We’re No. 1!” “Three strikes and you’re out.” “Six of one, half a dozen of another.”
1. Kirkpatrick and Phillip’s “5 Levels of Evaluation”
2. McCall, Lombardo, and Morrison’s (supposedly) “70-20-10 Model”
3. Conrad Gottfredson’s “5 Moments of Learning Need”
For many, these have been grounding and defining moments. They have given our industry a powerful way to have a collective conversation around complex and abstract concepts. At the same time there is a dark side to all this: In our industry, we get ourselves into trouble by creating more questions than answers.
There are a few things we need to be careful about. The first is one of my pet peeves with our industry. We often put sizzle ahead of substance. Each of these expressions says a mouthful offering amazing promise and impact. I have seen many of these in five-year plans and strategies, and these were by senior leaders outside the learning domain — CEOs and others in the C-suite.
On the one hand, that’s a good thing. It shows that these frameworks resonate and align to their way of thinking and, more importantly, their view of what’s strategic to the business. The challenging part is they then look to the chief learning officer to implement them. There lies the problem.
Candidly, I’ve talked to many who get the numbers but have no idea now to achieve them. Many of these frameworks don’t align to our skill set, products and methodologies. If you compare them with much of what we offer, we come up short on all three. We need to rethink our approaches and solutions within our own industry before we elevate these to the boardroom. There’s power in this community. We need to spend some time together working these things out.
The second issue is around the numbers themselves. I’ve seen two interesting things happen every time we introduce one of these things. First, we get caught up in the numbers themselves. Many of these frameworks are just that — frameworks. They are highly conceptual or theoretical models. They are principles, not rules. They are meant to guide ahigher-level conversation supported by a lower-level set of details and logistics. Achieving these things within your enterprise will vet the numbers. Hassling over “Is the 70 really 80?” or “Isn’t learning moment three a lot like learning moment four?” gets us nowhere and never was the point.

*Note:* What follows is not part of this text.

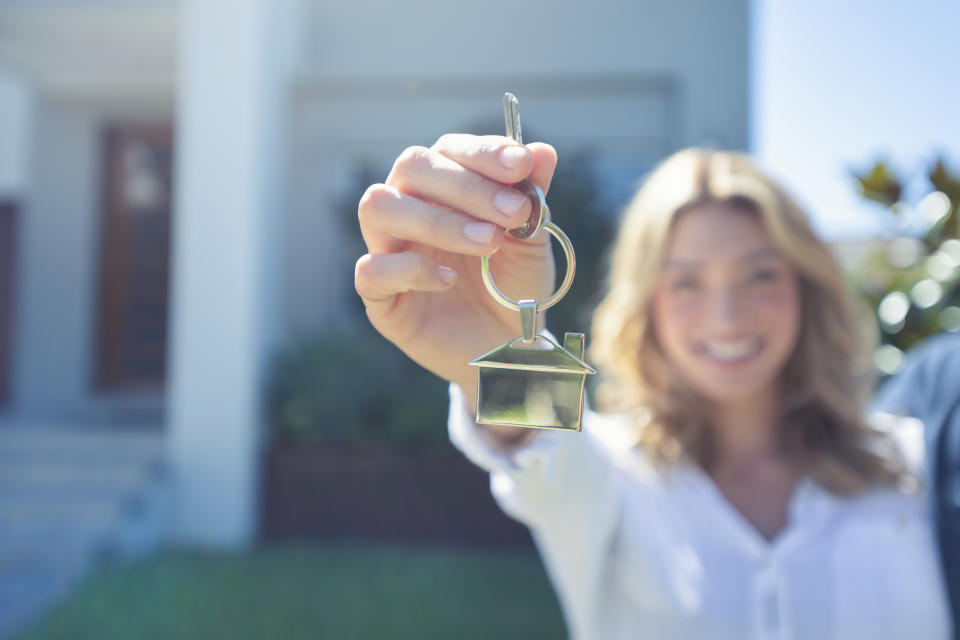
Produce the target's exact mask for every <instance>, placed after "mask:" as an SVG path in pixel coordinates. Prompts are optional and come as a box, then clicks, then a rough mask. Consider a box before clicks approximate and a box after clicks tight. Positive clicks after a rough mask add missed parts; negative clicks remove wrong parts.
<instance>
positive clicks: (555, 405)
mask: <svg viewBox="0 0 960 640" xmlns="http://www.w3.org/2000/svg"><path fill="white" fill-rule="evenodd" d="M531 302H532V301H523V302H521V303H520V305H521V309H522V308H523V307H524V306H526V305H527V304H530V303H531ZM533 304H534V305H535V303H533ZM521 313H523V312H522V311H521ZM533 313H534V312H532V310H531V314H530V315H533ZM531 324H532V323H531ZM524 329H525V331H524V333H525V334H527V335H525V336H521V337H519V338H517V339H516V340H512V341H510V342H508V343H506V344H503V345H501V346H499V347H497V348H496V349H494V350H493V351H490V352H489V353H486V354H484V355H482V356H480V357H479V358H477V359H476V360H473V361H471V362H470V364H471V365H472V366H475V367H477V368H478V369H479V376H478V378H479V380H478V383H477V384H478V386H477V416H476V419H477V422H479V423H482V424H501V425H511V426H516V427H541V428H548V429H566V430H570V431H579V430H580V419H581V416H582V414H583V388H584V383H585V381H586V377H587V375H588V374H593V373H596V371H594V369H593V368H592V367H590V365H588V364H587V363H585V362H584V361H583V349H584V336H583V334H582V333H567V334H566V335H565V336H564V340H563V346H562V347H561V346H560V345H558V344H557V343H555V342H554V341H553V340H551V339H550V338H548V337H546V336H543V335H540V334H536V335H530V334H532V333H533V332H532V331H529V330H527V328H526V326H525V327H524ZM525 338H526V339H525Z"/></svg>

Guidelines are just that. They are meant to guide, not dictate. Only when a gifted learning leader peels back the layers in these frameworks and makes them work within their context do the real numbers materialize. Again, it’s not about the numbers — it’s the implementation and results that matter. Each will manifest differently within each organization.
The next issue I’ve seen is the result of numbering something in the first place. A numbered list implies two things: sequence and ranking. In the case of the aforementioned frameworks, being No. 1 or working on it first does not serve any of these models.

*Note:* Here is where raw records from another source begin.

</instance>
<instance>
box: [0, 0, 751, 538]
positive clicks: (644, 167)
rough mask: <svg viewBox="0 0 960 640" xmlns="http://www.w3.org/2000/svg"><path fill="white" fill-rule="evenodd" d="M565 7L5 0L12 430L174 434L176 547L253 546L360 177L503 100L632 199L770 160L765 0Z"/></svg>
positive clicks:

For example, I’ve talked to many learning professionals attempting to implement the five levels of learning and when I ask how they’re doing, I hear, “We’re finalizing the first two and moving on to the last three next.” That’s not the approach. In Gottfredson’s model, he would argue the entire purpose of this approach is to focus on moment three — the moment of apply — first, and leave moments one and two until last. Again, this gets back to better understanding the principles before we take them to a practical level.
So, what’s in a number? In this case, frankly, not much. Guidelines and frameworks are just the beginning as we work to reach our learners in amazing ways, in and of the workflow. We each need to find a way to make the math work in our learning teams. The better we can integrate and internalize these approaches at an operational level, the greater chance we have of benefiting from them.